Une centaine de manifestants se sont rassemblés, le 14 septembre 2026, devant l'édifice de la Confédération, à Saint-Jean, où se déroulait un débat spécial de la Chambre d'assemblée de Terre-Neuve-et-Labrador sur l'entente-cadre avec Hydro-Québec concernant Churchill Falls et Gull Island.
Photo : Radio-Canada / Patrick Butler
Hydro Terre-Neuve-et-Labrador rappelle toutefois qu’en rouvrant le contrat existant 15 ans avant son expiration, Hydro-Québec renonce à une décennie et demie d’électricité essentiellement gratuite.
La société d’État explique aussi que, selon la nouvelle entente-cadre, le prix de l’électricité du complexe de Churchill Falls augmentera considérablement, soit près de 14 % par année jusqu’en 2041. Par la suite, il augmentera de 2,6 % par an jusqu’en 2077. Les augmentations seront aussi indexées selon une formule basée sur l’inflation.
Selon les calculs d'Hydro T.-N.-L., le prix moyen de l’énergie de la centrale existante de Churchill Falls, entre 2027 et 2027, sera de 7,4 cents le kilowattheure.
Le chef libéral, John Hogan, critique la formule utilisée pour indexer le prix, en soulignant qu’elle devrait surtout tenir compte du prix de l’énergie sur le marché, selon lui.
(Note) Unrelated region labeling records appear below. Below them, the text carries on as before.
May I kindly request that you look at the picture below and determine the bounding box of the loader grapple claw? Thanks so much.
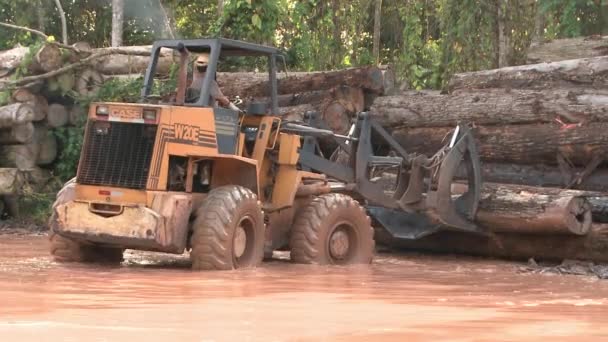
[297,113,481,239]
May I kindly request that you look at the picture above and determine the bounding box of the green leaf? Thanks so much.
[251,13,262,29]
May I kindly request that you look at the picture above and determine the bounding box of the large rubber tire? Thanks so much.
[49,179,123,264]
[190,185,265,270]
[290,194,375,265]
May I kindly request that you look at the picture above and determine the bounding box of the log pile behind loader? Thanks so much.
[371,56,608,261]
[0,43,395,217]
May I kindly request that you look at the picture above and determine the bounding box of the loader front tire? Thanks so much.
[190,185,265,270]
[49,180,124,264]
[290,194,375,265]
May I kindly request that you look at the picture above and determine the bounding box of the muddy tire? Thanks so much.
[190,185,265,270]
[49,179,123,264]
[290,194,375,265]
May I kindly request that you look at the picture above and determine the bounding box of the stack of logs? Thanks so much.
[372,56,608,261]
[0,43,395,217]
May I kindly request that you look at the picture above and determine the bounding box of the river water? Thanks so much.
[0,234,608,342]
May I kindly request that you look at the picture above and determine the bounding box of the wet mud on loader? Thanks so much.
[49,38,480,270]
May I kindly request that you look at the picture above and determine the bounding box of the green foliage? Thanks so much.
[53,122,84,181]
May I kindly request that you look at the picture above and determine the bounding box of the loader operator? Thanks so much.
[190,54,240,112]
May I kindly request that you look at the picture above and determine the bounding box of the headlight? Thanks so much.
[95,106,110,116]
[143,109,156,121]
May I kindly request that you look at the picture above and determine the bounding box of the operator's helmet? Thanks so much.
[195,53,209,67]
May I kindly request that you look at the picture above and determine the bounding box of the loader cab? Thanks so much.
[141,38,279,115]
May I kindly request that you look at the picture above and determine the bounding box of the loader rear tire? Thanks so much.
[190,185,265,270]
[290,194,375,265]
[49,179,124,264]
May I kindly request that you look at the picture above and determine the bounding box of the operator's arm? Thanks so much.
[209,80,230,107]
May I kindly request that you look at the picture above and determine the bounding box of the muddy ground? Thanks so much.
[0,231,608,342]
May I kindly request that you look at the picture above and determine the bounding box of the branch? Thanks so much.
[0,22,49,40]
[0,22,80,53]
[0,48,150,90]
[55,0,68,45]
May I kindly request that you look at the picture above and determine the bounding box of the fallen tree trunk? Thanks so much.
[454,183,592,235]
[393,122,608,167]
[527,36,608,64]
[0,103,34,128]
[233,67,394,98]
[12,88,49,121]
[448,56,608,92]
[378,224,608,262]
[0,122,34,145]
[370,89,608,127]
[0,44,63,77]
[466,162,608,191]
[0,168,23,195]
[92,46,173,75]
[0,142,40,170]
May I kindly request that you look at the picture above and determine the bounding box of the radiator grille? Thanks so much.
[78,121,156,189]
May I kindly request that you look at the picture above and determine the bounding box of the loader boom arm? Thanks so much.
[282,112,481,235]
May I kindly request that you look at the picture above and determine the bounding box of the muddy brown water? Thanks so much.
[0,235,608,342]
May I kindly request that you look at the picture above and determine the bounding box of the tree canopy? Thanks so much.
[0,0,608,88]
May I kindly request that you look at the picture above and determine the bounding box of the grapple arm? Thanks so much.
[300,113,481,238]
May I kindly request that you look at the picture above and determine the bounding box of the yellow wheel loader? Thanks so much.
[49,38,480,270]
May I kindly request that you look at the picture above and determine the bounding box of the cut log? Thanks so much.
[0,103,34,128]
[223,67,394,98]
[0,168,23,195]
[393,122,608,167]
[47,72,76,94]
[454,183,592,235]
[279,103,315,121]
[74,69,103,96]
[466,162,608,191]
[68,105,87,126]
[448,56,608,92]
[12,88,49,121]
[527,36,608,63]
[0,143,40,170]
[370,89,608,127]
[35,132,57,165]
[46,103,68,128]
[93,46,173,75]
[0,46,29,77]
[378,224,608,262]
[0,122,34,144]
[36,44,63,72]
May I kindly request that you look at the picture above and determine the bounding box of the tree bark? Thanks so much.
[0,103,34,128]
[448,56,608,92]
[0,122,34,145]
[393,122,608,167]
[0,46,29,77]
[466,162,608,191]
[46,103,69,128]
[34,131,57,165]
[233,67,394,97]
[372,0,382,65]
[379,224,608,262]
[74,68,103,96]
[92,46,173,75]
[68,105,88,126]
[528,36,608,63]
[112,0,125,47]
[0,168,23,195]
[455,183,592,235]
[0,142,40,170]
[371,89,608,127]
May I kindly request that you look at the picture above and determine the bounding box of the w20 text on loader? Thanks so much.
[50,39,480,270]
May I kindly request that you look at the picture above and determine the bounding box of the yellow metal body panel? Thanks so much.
[55,192,192,254]
[279,133,300,165]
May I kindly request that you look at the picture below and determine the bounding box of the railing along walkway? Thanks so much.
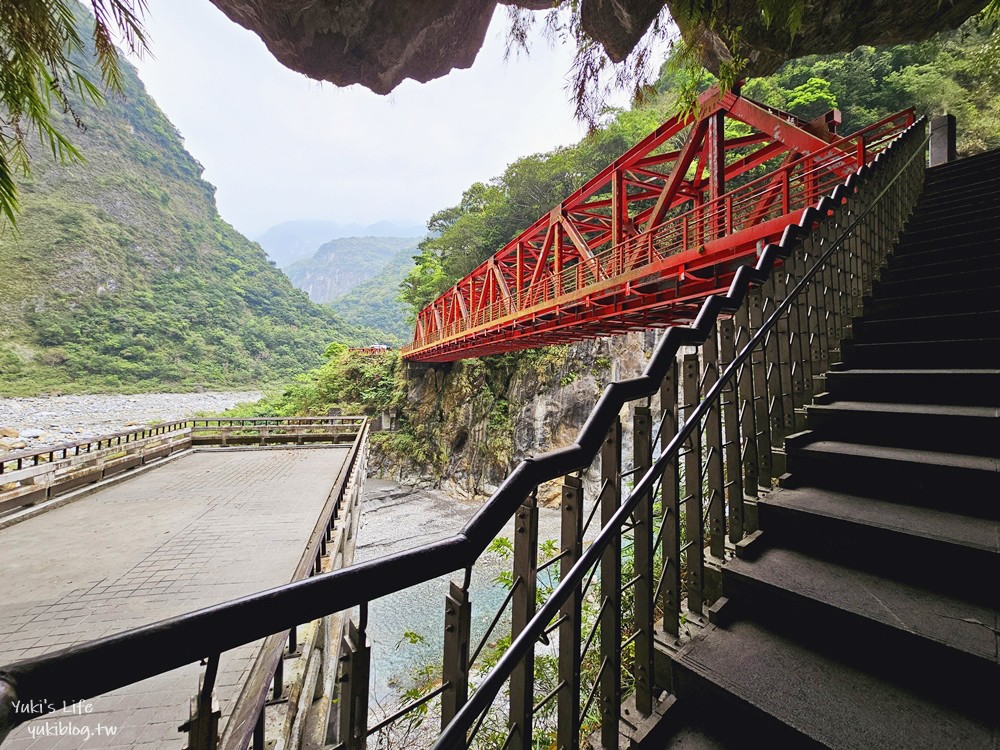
[0,122,927,749]
[0,417,367,750]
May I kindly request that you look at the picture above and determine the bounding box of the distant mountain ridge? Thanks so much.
[285,237,417,303]
[330,247,417,346]
[257,219,427,268]
[0,7,371,395]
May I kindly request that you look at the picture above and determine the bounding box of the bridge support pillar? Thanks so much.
[930,115,957,167]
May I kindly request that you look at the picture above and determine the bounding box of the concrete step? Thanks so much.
[917,179,1000,207]
[924,150,1000,183]
[879,256,1000,284]
[913,191,1000,219]
[841,338,1000,369]
[674,621,996,750]
[785,432,1000,517]
[723,544,1000,715]
[864,286,1000,320]
[851,302,1000,344]
[899,229,997,253]
[825,368,1000,406]
[887,242,1000,270]
[806,401,1000,457]
[758,487,1000,609]
[872,266,1000,302]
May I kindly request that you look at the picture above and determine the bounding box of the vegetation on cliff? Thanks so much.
[401,17,1000,316]
[0,20,370,394]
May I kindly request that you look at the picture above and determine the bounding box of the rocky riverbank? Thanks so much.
[0,391,262,452]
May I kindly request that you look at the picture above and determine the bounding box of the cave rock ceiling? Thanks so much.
[212,0,987,94]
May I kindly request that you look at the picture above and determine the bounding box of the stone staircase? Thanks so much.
[660,152,1000,750]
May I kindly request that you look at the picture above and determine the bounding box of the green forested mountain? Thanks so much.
[330,241,417,346]
[0,27,370,394]
[401,16,1000,319]
[257,219,426,268]
[285,237,417,302]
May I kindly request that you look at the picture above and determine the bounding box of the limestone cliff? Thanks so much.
[371,332,657,501]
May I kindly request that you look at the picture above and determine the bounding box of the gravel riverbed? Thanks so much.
[0,391,263,452]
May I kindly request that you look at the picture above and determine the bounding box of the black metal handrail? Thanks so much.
[0,120,915,746]
[434,119,928,750]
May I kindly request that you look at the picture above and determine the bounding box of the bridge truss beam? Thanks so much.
[403,87,913,362]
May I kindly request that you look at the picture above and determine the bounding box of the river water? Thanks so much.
[0,391,263,450]
[355,479,576,716]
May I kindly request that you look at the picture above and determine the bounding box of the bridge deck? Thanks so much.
[0,446,349,750]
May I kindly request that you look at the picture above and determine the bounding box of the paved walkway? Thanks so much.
[0,447,349,750]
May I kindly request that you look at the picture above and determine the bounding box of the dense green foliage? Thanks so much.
[229,343,406,416]
[0,0,146,223]
[0,32,370,394]
[401,18,1000,319]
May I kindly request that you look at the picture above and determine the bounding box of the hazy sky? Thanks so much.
[125,0,584,237]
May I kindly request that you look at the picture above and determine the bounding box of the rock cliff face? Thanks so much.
[372,332,657,501]
[212,0,987,89]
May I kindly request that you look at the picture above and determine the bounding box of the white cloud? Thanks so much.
[128,0,584,237]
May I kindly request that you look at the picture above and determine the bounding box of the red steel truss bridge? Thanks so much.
[402,88,914,362]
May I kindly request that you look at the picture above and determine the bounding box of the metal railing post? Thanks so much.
[556,476,583,748]
[660,357,681,636]
[719,318,743,544]
[178,654,222,750]
[510,491,538,750]
[599,424,622,750]
[441,582,472,740]
[681,352,705,615]
[340,614,371,750]
[701,326,726,560]
[632,406,654,716]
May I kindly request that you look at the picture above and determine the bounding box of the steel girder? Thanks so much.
[403,87,913,362]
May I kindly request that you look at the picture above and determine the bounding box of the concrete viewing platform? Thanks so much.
[0,445,351,750]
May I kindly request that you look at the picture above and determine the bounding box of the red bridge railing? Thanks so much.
[403,91,914,361]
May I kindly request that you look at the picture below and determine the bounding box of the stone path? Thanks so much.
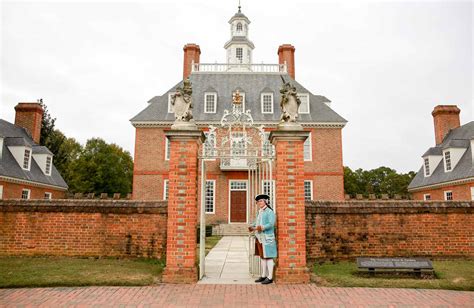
[198,236,255,284]
[0,284,474,308]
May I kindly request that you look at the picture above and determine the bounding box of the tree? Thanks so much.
[69,138,133,195]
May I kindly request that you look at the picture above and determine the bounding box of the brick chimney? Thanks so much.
[183,43,201,79]
[278,44,295,79]
[431,105,461,145]
[15,103,43,144]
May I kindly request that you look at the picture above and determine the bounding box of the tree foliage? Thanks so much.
[344,167,416,196]
[69,138,133,195]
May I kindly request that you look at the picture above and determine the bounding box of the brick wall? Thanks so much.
[306,201,474,260]
[0,181,66,199]
[411,181,474,200]
[0,200,167,258]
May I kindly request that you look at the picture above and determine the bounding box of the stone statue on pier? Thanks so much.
[171,78,196,129]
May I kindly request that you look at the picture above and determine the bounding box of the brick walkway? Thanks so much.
[0,284,474,308]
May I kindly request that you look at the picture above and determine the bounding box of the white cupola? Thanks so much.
[224,5,255,64]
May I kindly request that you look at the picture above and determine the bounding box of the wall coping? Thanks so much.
[0,199,168,215]
[305,200,474,214]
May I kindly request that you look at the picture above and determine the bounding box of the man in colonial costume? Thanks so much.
[249,195,277,284]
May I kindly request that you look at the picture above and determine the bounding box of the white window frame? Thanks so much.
[168,93,175,113]
[44,155,53,175]
[165,136,171,160]
[204,92,217,113]
[444,190,454,201]
[203,180,216,214]
[21,188,31,200]
[21,148,32,170]
[297,93,311,114]
[303,132,313,161]
[260,92,273,114]
[304,180,313,201]
[423,158,430,176]
[443,151,453,172]
[163,180,169,201]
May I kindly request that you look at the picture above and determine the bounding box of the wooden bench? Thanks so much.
[357,258,434,276]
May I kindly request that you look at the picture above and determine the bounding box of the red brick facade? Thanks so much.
[306,201,474,260]
[0,200,167,258]
[15,103,43,144]
[133,127,344,224]
[0,181,66,199]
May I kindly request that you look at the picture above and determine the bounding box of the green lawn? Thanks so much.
[0,257,164,288]
[313,261,474,291]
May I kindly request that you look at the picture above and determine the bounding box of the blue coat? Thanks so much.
[255,207,277,258]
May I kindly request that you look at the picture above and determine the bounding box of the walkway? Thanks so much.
[199,236,255,284]
[0,284,474,308]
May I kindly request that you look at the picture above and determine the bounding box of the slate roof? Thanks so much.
[130,73,347,125]
[0,119,68,189]
[408,121,474,189]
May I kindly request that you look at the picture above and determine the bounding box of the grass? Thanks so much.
[0,257,164,288]
[313,260,474,291]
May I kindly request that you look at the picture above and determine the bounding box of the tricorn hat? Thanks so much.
[255,194,270,201]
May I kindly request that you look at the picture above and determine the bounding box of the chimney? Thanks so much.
[15,103,43,144]
[278,44,295,79]
[431,105,461,145]
[183,43,201,79]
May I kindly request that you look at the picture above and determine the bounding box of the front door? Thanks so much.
[230,191,247,222]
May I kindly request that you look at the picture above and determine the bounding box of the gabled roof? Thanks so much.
[408,121,474,190]
[0,119,68,189]
[130,73,347,125]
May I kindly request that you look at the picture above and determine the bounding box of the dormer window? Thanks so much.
[44,156,53,175]
[23,149,31,170]
[444,151,451,171]
[261,93,273,113]
[204,93,217,113]
[298,93,309,114]
[425,158,430,176]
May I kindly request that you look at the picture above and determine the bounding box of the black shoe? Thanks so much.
[262,278,273,284]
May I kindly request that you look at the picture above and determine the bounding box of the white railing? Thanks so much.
[191,63,287,73]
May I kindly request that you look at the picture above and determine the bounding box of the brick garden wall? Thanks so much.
[0,200,167,258]
[306,201,474,260]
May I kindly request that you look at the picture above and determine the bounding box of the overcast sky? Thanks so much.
[0,0,474,172]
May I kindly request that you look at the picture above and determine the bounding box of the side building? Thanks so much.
[131,9,347,223]
[408,105,474,200]
[0,103,68,199]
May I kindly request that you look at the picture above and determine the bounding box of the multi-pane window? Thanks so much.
[45,156,53,175]
[23,149,31,169]
[262,132,275,156]
[304,180,313,201]
[163,180,169,200]
[165,137,171,160]
[424,158,430,176]
[21,189,30,200]
[235,47,244,63]
[204,180,216,213]
[444,190,453,200]
[303,133,312,161]
[204,93,217,113]
[444,151,451,171]
[298,94,309,113]
[261,93,273,113]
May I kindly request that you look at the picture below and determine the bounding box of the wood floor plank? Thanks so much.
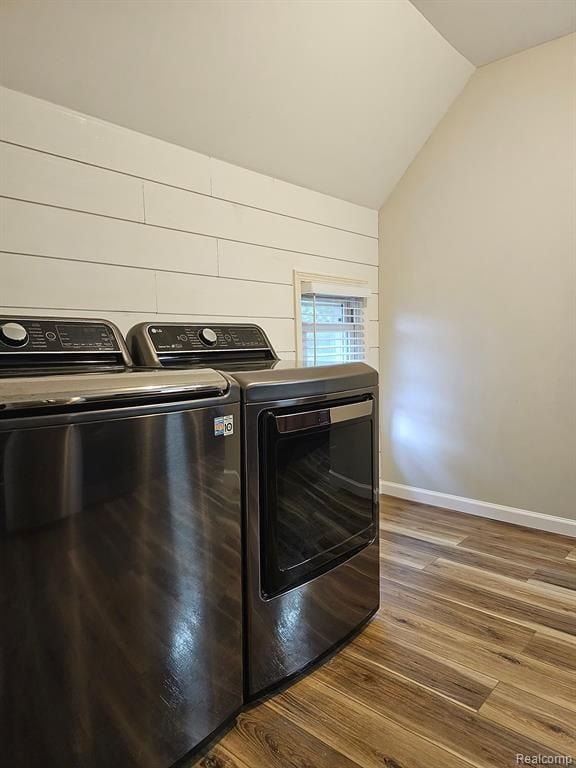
[356,608,576,718]
[380,517,465,544]
[382,563,576,637]
[479,683,576,757]
[456,536,576,578]
[316,651,550,768]
[459,530,573,561]
[270,675,470,768]
[380,496,575,548]
[195,743,250,768]
[380,534,435,570]
[381,532,535,581]
[348,623,498,709]
[523,632,576,672]
[426,558,576,616]
[197,497,576,768]
[214,704,362,768]
[531,563,576,591]
[380,579,534,651]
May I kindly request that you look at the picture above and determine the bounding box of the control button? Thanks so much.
[0,323,28,347]
[198,328,218,347]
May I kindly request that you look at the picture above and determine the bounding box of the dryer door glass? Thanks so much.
[260,400,376,597]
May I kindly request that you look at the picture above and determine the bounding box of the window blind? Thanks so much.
[300,293,366,365]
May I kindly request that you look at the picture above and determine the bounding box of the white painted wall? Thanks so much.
[380,35,576,533]
[0,88,378,366]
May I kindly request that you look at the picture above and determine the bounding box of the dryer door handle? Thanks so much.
[274,400,373,434]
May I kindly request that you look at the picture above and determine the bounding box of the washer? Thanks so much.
[0,317,243,768]
[128,323,379,700]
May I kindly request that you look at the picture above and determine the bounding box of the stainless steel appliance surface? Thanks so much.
[0,317,243,768]
[128,323,379,699]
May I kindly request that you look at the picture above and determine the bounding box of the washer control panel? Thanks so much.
[147,323,271,353]
[0,317,120,354]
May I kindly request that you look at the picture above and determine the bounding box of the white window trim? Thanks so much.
[294,270,370,360]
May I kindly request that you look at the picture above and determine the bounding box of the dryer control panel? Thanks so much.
[128,323,278,368]
[148,324,271,353]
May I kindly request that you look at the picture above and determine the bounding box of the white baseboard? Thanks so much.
[380,480,576,537]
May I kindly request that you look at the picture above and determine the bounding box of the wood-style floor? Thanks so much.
[198,497,576,768]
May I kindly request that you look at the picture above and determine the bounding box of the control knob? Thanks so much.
[198,328,218,347]
[0,323,28,347]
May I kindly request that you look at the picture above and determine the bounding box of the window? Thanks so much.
[296,276,368,365]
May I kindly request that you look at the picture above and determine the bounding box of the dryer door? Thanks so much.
[260,398,377,597]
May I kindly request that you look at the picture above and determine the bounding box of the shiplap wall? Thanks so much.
[0,88,378,367]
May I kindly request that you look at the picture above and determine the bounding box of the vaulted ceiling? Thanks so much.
[0,0,473,208]
[0,0,568,208]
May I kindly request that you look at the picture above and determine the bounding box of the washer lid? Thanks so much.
[0,368,230,415]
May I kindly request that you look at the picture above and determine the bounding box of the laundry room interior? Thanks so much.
[0,0,576,768]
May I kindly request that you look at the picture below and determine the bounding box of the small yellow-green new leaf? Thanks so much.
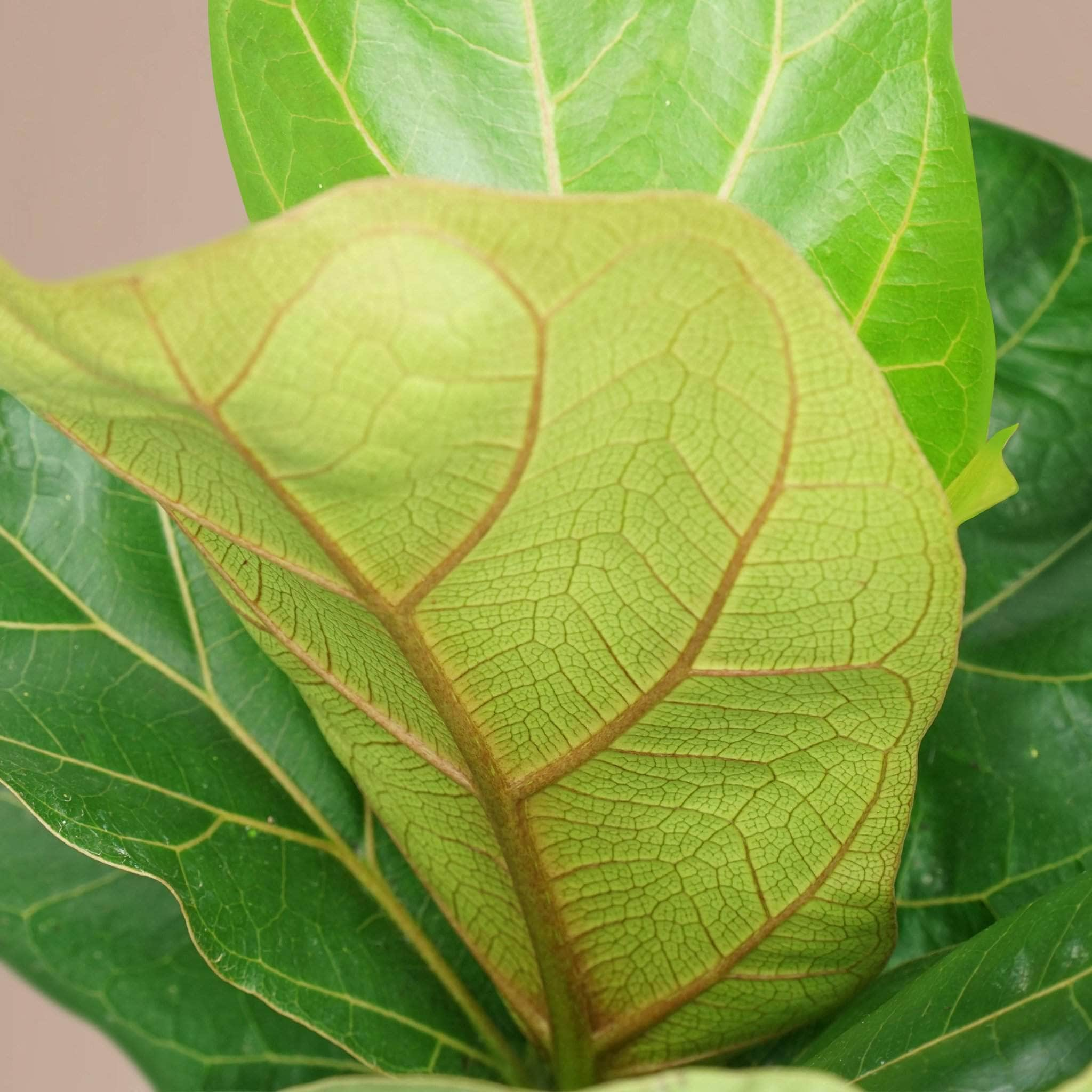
[947,425,1020,523]
[0,182,962,1087]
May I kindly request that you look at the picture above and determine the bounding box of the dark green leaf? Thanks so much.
[210,0,993,483]
[0,790,362,1092]
[0,397,524,1073]
[275,1068,852,1092]
[799,877,1092,1092]
[727,949,951,1069]
[899,122,1092,954]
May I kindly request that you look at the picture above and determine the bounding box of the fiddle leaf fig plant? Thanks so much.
[0,182,962,1085]
[0,0,1092,1092]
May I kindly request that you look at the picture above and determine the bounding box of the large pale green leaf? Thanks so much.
[210,0,1008,483]
[282,1067,852,1092]
[799,877,1092,1092]
[900,122,1092,953]
[0,396,524,1073]
[0,182,962,1085]
[0,790,360,1092]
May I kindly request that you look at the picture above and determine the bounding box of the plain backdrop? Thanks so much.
[0,0,1092,1092]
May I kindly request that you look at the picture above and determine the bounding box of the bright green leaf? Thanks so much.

Pour le moment, il n’écarte toutefois pas la possibilité de voter en faveur de l’entente-cadre.
Perry lance un avertissement
Barry Perry soutient que, lorsque l’entente-cadre sera transformée en accords définitifs, Terre-Neuve-et-Labrador sera enfin le principal bénéficiaire de l’hydroélectricité produite sur son territoire.
Si la centrale existante est remise à nouveau et que le barrage de Gull Island, un projet de 29 milliards $, est construit, Terre-Neuve-et-Labrador touchera jusqu'à 2350 mégawatts d’électricité. De l’énergie qu’il pourra utiliser pour le développement de l’économie labradorienne ou revendre à un prix majoré.
Au total, le Trésor provincial pourrait toucher environ 49 milliards $ d’ici 2077, selon les calculs du gouvernement.

Les lignes de Churchill Falls, traversant le fleuve Churchill, en 2023. (Photo d'archives)
Photo : Radio-Canada / Danny Arsenault
Barry Perry soutient que le développement du secteur minier du Labrador, assoiffé d'énergie, ainsi que la construction d’une nouvelle ligne de transport entre Churchill Falls et Wabush, va dépendre de l'installation de nouvelles infrastructures énergétiques.
Il souligne aussi que l’actuelle mouture de l’entente-cadre, facilitée par Ottawa, promet une garantie de prêt pour Gull Island et offre 10 milliards $ à Hydro T.-N.-L. et à Hydro-Québec pour les projets de construction.
Ce que je vous dis, c’est que si cette entente n’est pas conclue, toutes ces choses ne vont pas se réaliser
, affirme Barry Perry.
Le débat se poursuit jusqu’à jeudi soir. Mercredi, l’équipe de négociation doit témoigner pour une deuxième journée consécutive. Des fonctionnaires de Ressources naturelles et Dan Levert, le président d’un comité indépendant chargé de superviser les pourparlers au nom du conseil des ministres, vont aussi répondre aux questions des élus.